Vivir en la selva
Varias tarántulas más tarde, el Jeep se detuvo en la costa de un río: había finalizado la primera etapa.
—Abordar embarcación —dijo el nativo, siendo esas las primeras y únicas palabras que le escucharía.
Sin bajarme del Jeep, vi la “embarcación”: un rejunte de maderas putrefactas, unidas por sogas que se deshilachaban de sólo mirarlas. La corriente, un auténtico tsunami fluvial, hizo que lamentara no haber llevado una vida más divertida. Se me habían ocurrido diversas maneras de morir, unas más dignas que otras, pero jamás había pensado dejar este mundo devorado por un cardumen de pirañas o diluyéndome entre las tripas de un caimán.

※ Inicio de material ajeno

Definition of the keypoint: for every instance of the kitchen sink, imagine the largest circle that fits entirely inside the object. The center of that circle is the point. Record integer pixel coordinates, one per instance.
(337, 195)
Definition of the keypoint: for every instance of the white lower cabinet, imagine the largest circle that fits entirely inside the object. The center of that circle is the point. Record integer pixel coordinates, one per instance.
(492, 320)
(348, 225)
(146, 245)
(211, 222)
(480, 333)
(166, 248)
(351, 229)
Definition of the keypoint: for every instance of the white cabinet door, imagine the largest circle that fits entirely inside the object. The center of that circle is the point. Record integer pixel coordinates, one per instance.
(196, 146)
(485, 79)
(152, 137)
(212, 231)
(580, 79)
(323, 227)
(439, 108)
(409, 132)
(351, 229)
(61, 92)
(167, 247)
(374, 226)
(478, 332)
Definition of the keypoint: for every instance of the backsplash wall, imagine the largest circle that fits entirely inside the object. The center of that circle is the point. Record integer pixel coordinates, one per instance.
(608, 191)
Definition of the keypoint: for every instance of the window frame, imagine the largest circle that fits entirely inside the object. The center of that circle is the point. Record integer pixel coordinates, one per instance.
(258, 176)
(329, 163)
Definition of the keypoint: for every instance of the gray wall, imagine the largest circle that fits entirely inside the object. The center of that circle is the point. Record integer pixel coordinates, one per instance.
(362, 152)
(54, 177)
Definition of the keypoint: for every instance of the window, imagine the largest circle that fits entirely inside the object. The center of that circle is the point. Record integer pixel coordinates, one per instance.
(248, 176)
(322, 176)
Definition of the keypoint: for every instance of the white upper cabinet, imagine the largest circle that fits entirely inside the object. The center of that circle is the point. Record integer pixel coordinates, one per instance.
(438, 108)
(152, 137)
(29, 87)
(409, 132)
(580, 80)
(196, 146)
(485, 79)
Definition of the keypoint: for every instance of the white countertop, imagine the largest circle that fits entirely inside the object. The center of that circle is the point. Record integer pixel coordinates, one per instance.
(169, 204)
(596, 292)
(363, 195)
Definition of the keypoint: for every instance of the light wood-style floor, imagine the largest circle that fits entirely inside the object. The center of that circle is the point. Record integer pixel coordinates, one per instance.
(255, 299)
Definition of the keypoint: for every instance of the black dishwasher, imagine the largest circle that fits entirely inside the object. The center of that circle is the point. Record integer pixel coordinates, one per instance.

Miré al conductor del Jeep buscando contención, y con la secreta esperanza de que me dijera “No preocupar, Doctor, en minutos venir a buscarlo barco en serio”. No fue así: con un simple movimiento de cabeza, trazó mi camino hacia la balsa.
Obedecí resignado, y apenas apoyé un pie en aquella precariedad, celebré pesar menos de sesenta kilos. Saludé al balsero, un fibroso indígena que por timón mostraba sólo una rama pelada. No me respondió.
Aún no sabía cómo acomodar mis mochilas, cuando la corriente ya nos arrastraba en medio de turbulencias. Pronto esquivábamos camalotes poblados por serpientes dispuestas a atacar en la primera oportunidad. El agua oscura nos empapaba, y yo procuraba no abrir la boca: no me interesaba tragar alguna peste. Ojalá que el encuentro con Valdez justifique tantas penurias, me dije.